In my first blog for GHB, I wrote about the importance of humour in children’s books, and how the concept of embarrassment plays a major role in my work (and, for that matter, life). I know that if I can create a situation in which one of my characters is faced with the possibility of humiliation, then the laughs will come.
Another source of humour for me is the simple observation of everyday life. I scribble down random scenes and snatches of conversation in my notebook, and sometimes the very act of seeing, of transcribing the mundane, generates a kind of comedy. It may be that you need to contort reality a little to make it funny, but other times the naked truth, once transformed into words, is enough to raise a smile, or a guffaw.
So a major part of the creative process for me is simply going through my notebooks, and finding things that I can salvage and reuse. Many of my best comic scenes are generated in this way. But not everything makes it.
Here are a few random pages from my little Moleskin notebook, which never have, and probably never will make it into a novel, but they still manage to me chuckle.
With the McGowan family here in Yorkshire to celebrate my parent’s 50th wedding anniversary. Typical conversation (this one with my sister, Moya, but it could as easily have been any of them):
“You know the nuns in York have got Aunty Bridget’s knickers, don’t you?”
“Aunty Bridget’s knickers. The nuns have got them.”
“They had to go somewhere after she died.”
“Why would the poor nuns want Aunty Bridget’s old knickers?”
“What do you mean? They were good knickers. She had hundreds of pairs. And they weren’t old. They were all brand new.”
“But she had written her name inside each one with that indelible pen of hers. You know, because of her obsessions.”
“So there’re dozens of nuns walking around York with ‘Bridget McGowan’ written inside their knickers?”
“They don’t mind. They don’t know about her problems. And they were good knickers.”
This morning I put a sock on my right foot. There was a hole strategically placed so my big toe stuck out in a grotesque manner, like something from a 1970s sitcom. So I took it off and put it on my left foot. But the hole was now exactly over my other big toe, which poked its head out, tortoise-wise. How is this even possible? It seems to go against all the laws of nature. I have a theory, but it involves Schrödinger’s cat, and I totally hate theories that involve Schrödinger’s cat. Can there be an explanation that doesn’t involve quantum uncertainty?

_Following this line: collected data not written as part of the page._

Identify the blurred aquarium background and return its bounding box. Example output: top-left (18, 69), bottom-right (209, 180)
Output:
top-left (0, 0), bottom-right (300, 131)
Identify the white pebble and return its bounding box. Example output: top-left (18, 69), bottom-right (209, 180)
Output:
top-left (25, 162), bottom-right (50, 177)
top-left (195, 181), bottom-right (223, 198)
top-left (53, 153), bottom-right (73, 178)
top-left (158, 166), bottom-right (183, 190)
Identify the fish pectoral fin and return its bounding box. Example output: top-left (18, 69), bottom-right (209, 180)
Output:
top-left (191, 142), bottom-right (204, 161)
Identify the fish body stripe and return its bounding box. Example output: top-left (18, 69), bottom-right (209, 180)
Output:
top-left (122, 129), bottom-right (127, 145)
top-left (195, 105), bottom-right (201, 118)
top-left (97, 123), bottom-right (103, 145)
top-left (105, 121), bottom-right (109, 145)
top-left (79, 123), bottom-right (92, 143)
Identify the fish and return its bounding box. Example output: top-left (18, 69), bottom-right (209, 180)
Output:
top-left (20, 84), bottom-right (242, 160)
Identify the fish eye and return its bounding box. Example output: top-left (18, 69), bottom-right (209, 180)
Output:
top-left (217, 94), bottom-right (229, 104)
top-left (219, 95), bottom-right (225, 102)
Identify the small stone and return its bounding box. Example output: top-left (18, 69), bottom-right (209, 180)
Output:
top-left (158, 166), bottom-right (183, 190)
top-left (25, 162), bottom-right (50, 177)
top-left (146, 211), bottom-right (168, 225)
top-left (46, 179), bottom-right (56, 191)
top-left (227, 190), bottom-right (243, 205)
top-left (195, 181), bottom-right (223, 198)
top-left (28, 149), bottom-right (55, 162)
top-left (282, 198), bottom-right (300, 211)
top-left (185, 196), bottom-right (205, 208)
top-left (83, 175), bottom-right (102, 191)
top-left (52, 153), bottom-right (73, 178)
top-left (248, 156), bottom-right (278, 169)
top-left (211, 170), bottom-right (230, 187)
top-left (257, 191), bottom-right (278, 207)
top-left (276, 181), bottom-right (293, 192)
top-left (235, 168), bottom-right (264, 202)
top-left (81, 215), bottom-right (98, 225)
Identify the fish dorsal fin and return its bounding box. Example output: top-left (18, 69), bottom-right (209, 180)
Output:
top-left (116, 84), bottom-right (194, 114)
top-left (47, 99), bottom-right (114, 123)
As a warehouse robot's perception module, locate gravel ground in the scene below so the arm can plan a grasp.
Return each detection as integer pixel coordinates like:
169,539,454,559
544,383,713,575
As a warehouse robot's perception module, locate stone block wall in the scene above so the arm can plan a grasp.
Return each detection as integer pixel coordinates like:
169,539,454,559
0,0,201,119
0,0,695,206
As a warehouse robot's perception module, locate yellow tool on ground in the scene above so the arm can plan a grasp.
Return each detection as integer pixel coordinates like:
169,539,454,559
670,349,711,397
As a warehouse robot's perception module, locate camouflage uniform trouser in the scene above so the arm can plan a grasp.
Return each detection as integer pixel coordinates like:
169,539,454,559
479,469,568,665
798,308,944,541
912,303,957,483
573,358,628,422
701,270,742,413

I really hate it when a thing (often an aerosol) has an outer lid and an inner lid, and when you try to take off the outer lid the inner lid comes off as well, so you have to try to winkle them apart with a knife, and then you completely cut your thumb off and feel obliged to chase your children around your flat with the severed thumb, because otherwise it would just be wasted.
Slaving away in the British Library. Definitely a slightly different feel to the place at weekends. Even more weirdos and eccentrics than usual, researching their theories on alien invasions, anal probes, the possibility of communicating with angels, the use of rainbows for faster-than-light travel, etc etc. And the hairstyle of the day is a sort of long, lank, greying flange encircling a glistening pate. The old gentleman next to me has just drawn a page of equations with his stubby pencil. I’m convinced that it is meaningless gibberish. Why do I think that? Because after pausing for a few minutes, he blew his nose, examined the contents of his hanky, holding it up to the light and viewing it from every angle, and then got back to work, having found the solution. I feel rather at home …
OK, this is me again, now, not my notebooks speaking. My point, I suppose, is simply that around you, every day, things happen that might or might not be transmutable into comedy gold. So watch, think, write.